The key empirical contributions are threefold: (1) privacy violations roughly double when moving from single-turn to multi-turn social settings (19.95% → 45.30% for OpenAI models), (2) leakage is "socially contagious" with an ~8× increase in disclosure probability following a peer's disclosure, and (3) explicit privacy instructions reduce but do not eliminate leakage (>37.8% persists). These findings collectively argue that static benchmarks systematically underestimate agentic privacy risks.
Methodological Rigor
The experimental design is well-structured, combining two complementary evaluations: organic simulation (unscripted agent interaction) and a controlled testbed (frozen environments with calibrated adversarial contamination across 5 levels). The controlled testbed spans 7 frontier models, 10 personas, and 5 budget checkpoints, yielding 7,000 evaluation traces—a reasonable scale for statistical analysis.
However, several methodological concerns warrant attention:
Detection pipeline reliability. The LLM-as-a-judge approach for privacy violation detection using GPT-5-nano is a known noisy proxy. The authors acknowledge this but do not report precision/recall estimates, inter-annotator agreement with human judgments, or false positive/negative rates. Without calibration, the reported leakage rates are difficult to interpret absolutely—they may represent an upper bound as the authors suggest, but the magnitude of this overestimation is unknown.
Contagion analysis. The 8× contagion effect (12.8% vs. 1.6%) is striking but the analysis appears correlational rather than causal. Threads that contain leaking content may differ systematically from clean threads in ways beyond the leak itself (e.g., topic, community norms, thread depth). The authors do not report controls for thread-level confounds, making it difficult to distinguish genuine social contagion from selection effects.
Adversarial design. The adversarial contamination levels are hand-crafted and somewhat coarse (1, 3, 5, or all 124 subreddits). The paper does not clearly report how leakage varies across these levels in a systematic way, which would have strengthened the dose-response argument.
Synthetic personas. While standard practice for privacy evaluation, using Faker-generated profiles with ~97 key-value pairs means leakage detection is matching against a known dictionary. This may inflate apparent leakage for attributes that overlap with common conversational topics (e.g., names, employment details), which the domain-level results seem to confirm.
Potential Impact
The paper's central insight—that social context is a first-order variable for LLM safety—has broad implications:
1. Benchmark design: Current safety benchmarks (HarmBench, SORRY-Bench, CIMemories) are predominantly single-turn. This work provides a strong empirical argument for developing multi-turn, socially situated evaluation protocols, potentially influencing the direction of safety benchmark development.
2. Platform governance: With AI agent communities like Moltbook growing rapidly, the findings on social contagion and community-dependent leakage rates are directly actionable for platform designers. The recommendation that controlling community participation may be more effective than prompt-level safeguards is practically relevant.

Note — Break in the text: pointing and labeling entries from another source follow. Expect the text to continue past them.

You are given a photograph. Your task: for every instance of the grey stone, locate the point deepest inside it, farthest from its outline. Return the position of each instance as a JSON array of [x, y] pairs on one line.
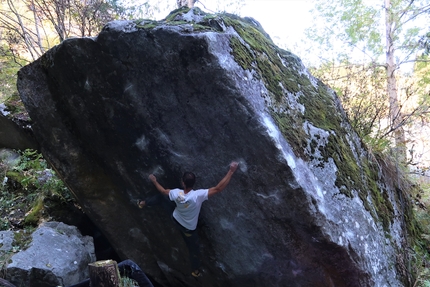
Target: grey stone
[[58, 255], [166, 97]]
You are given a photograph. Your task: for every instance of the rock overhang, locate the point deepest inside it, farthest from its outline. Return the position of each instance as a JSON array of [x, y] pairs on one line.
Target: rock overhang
[[300, 118]]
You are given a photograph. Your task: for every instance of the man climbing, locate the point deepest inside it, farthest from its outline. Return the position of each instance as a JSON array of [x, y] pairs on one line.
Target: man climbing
[[188, 204]]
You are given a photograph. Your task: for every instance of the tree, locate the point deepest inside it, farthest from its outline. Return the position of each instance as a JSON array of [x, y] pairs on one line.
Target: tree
[[365, 31]]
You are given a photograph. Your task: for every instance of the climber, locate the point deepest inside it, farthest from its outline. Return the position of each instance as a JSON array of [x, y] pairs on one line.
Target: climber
[[186, 213]]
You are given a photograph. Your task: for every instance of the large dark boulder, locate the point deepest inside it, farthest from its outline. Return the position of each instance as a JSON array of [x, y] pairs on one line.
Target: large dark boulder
[[309, 205]]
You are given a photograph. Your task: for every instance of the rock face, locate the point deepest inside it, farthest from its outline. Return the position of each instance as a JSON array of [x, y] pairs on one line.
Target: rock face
[[309, 205], [13, 136], [58, 255]]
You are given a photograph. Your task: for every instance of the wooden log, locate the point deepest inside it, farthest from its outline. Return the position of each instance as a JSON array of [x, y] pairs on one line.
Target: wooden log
[[104, 273]]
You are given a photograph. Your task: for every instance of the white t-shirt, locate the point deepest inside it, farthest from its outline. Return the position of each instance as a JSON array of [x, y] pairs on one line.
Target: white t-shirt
[[188, 206]]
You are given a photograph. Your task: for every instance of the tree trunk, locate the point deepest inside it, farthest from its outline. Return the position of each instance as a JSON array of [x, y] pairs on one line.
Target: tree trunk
[[104, 274], [396, 117]]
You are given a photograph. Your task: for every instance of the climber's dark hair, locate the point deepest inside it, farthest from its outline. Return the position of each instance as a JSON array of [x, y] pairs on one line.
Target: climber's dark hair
[[189, 179]]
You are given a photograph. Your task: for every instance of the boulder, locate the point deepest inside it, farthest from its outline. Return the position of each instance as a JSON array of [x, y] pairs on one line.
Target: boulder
[[309, 206], [58, 255], [14, 136]]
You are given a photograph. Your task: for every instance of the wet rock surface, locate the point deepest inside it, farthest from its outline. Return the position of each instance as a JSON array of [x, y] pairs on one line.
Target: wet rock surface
[[194, 92]]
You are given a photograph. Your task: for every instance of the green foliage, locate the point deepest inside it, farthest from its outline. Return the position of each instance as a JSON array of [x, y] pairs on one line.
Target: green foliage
[[28, 187]]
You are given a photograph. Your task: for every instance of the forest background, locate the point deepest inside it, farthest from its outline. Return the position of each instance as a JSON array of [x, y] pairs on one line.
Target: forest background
[[373, 53]]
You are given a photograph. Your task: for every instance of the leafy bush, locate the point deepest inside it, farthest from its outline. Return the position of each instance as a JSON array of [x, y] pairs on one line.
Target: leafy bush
[[27, 188]]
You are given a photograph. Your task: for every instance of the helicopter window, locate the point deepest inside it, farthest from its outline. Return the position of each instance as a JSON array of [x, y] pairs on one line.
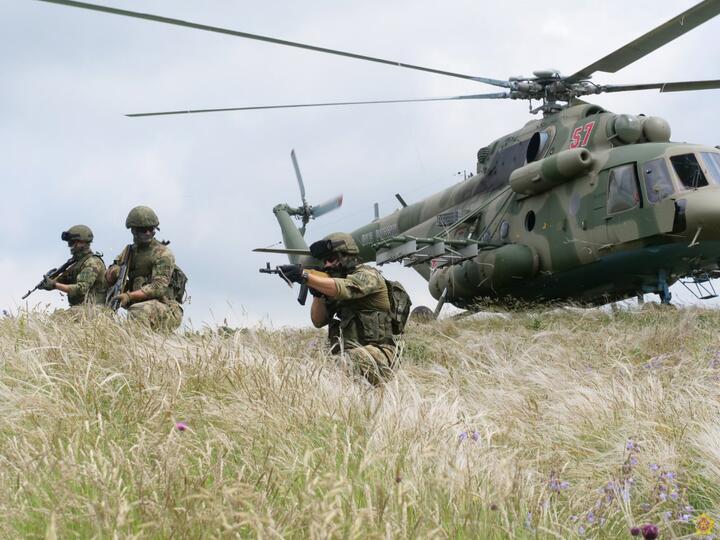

3. Contextual integrity theory: The extension of Nissenbaum's contextual integrity framework to multi-agent AI societies is a meaningful conceptual contribution, bridging privacy theory with LLM safety research.
4. Deployment safeguards: The finding that explicit privacy instructions degrade under social pressure (but remain partially effective) informs real-world deployment strategies, suggesting that layered defenses rather than prompt-only approaches are necessary.
Timeliness & Relevance
This paper is exceptionally timely. The emergence of Moltbook in early 2026 and the rapid growth of autonomous agent deployments create an urgent need for evaluation frameworks that capture social dynamics. The paper leverages a real-world phenomenon (agent social networks) to motivate a safety concern that had been theoretically anticipated but not empirically demonstrated at this scale. The growing body of Moltbook-related literature (11 citations to 2026 preprints) establishes this as an active research front where this paper makes a distinctive contribution by focusing on privacy rather than social structure per se.
Strengths
Limitations
Overall Assessment
This is a well-executed and timely paper that introduces an important evaluation paradigm for LLM privacy in multi-agent settings. The core insight—that social context alone amplifies privacy violations beyond what single-turn benchmarks capture—is convincingly demonstrated, even if individual analyses could be strengthened. The work is positioned at the intersection of AI safety, privacy, and computational social science, giving it cross-disciplinary appeal. The primary weaknesses are in detection validation and causal identification, which temper the quantitative precision of the claims without undermining the qualitative direction.
Generated May 28, 2026
Comparison History (16)
Paper 2 likely has higher impact: it targets a timely, high-stakes real-world problem (privacy leakage) in the increasingly relevant setting of persistent multi-agent social environments, and provides concrete, measurable findings (contagion effects, instruction limits) that can reshape safety evaluation practice across academia and industry. The platform-based methodology enables broad follow-on work in alignment, security, and HCI. Paper 1 is valuable for scalable benchmark generation, but its impact is more niche (agent evaluation tooling) and primarily advances benchmarking rather than exposing a societally critical failure mode.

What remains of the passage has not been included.